No appliance is as important to a home kitchen as an oven. Unfortunately, most people shirk the important chore of oven cleaning because, like grout cleaning, it's very time-consuming and laborious. However, a dirty oven can actually be detrimental to your cooking. Grimy oven walls reflect heat unevenly, cooking your food less efficiently than a clean oven would. If you make the task part of your regular kitchen cleaning routine, it will become habitual and get easier over time.

How to Clean an Oven

If you have no experience and you're wondering how to clean an oven, you'll first need to make your way through an endless web of oven cleaners and make some choices. Some products are foams or sprays that demand a bit of elbow grease while others work overnight and simply wipe clean in the morning. Some products also call for the oven to be heated through in order to penetrate caked-on food residue thoroughly.

Organic oven cleaners are less harsh on your eyes and nose, and they're also better for the environment. Brands like Restore are made with plant-based solvents and citric acid rather than strong chemicals. Keep in mind, though, that organic cleaners may still irritate sensitive skin.

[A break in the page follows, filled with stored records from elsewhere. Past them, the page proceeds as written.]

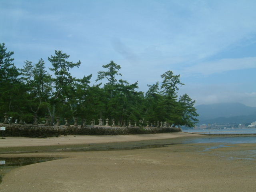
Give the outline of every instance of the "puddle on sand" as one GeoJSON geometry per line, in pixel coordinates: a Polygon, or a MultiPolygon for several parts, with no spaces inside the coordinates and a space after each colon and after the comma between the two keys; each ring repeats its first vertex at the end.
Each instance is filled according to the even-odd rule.
{"type": "Polygon", "coordinates": [[[62,158],[61,157],[0,157],[0,183],[5,174],[12,170],[24,165],[62,158]]]}

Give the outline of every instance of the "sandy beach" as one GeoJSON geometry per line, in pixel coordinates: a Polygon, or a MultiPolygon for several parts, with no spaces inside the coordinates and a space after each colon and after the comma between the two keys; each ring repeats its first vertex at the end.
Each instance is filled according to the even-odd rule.
{"type": "MultiPolygon", "coordinates": [[[[203,136],[180,132],[49,139],[7,138],[0,140],[0,150],[55,145],[72,148],[93,143],[104,146],[113,142],[128,144],[136,141],[177,141],[197,136],[203,136]]],[[[12,170],[4,177],[0,191],[255,191],[256,145],[218,147],[220,145],[178,142],[165,147],[130,150],[1,154],[1,157],[65,158],[12,170]]]]}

As with home pet odor removal, you can also use old-fashioned baking soda to clean your oven. Sprinkle a thick layer on the bottom of your (cool) oven and spray it with water until it's moist but not saturated. Keep moistening the soda every hour or so, but don't allow it to dry out. After a few hours, scrape the soda (and the food it's absorbed) out of the oven, then rinse with a clean, wet washcloth.

Self-Cleaning Ovens

If you own a self-cleaning oven, your process is as simple as turning a knob and relaxing for a few hours while it "does its thing." Basically, self-cleaning ovens heat their interiors to around 900 degrees, effectively burning all caked-on food bits to powdery ash, which is easily swept up at the end of the cycle. The door will stay locked throughout the cleaning process to prevent injuries, but there may be smoke as the baked-on food burns up.

Oven Cleaning Tips

  • Let the oven heat to about 200 degrees, then cool slightly before you start cleaning. The heat will give your cleaner a boost.
  • Remove your racks and soak them in hot, soapy water while the interior of the oven is being cleaned.
  • To prevent baked-on spills in the first place, line the bottom of your oven (under the heating coils) with heavy-duty tin foil. Replace as needed.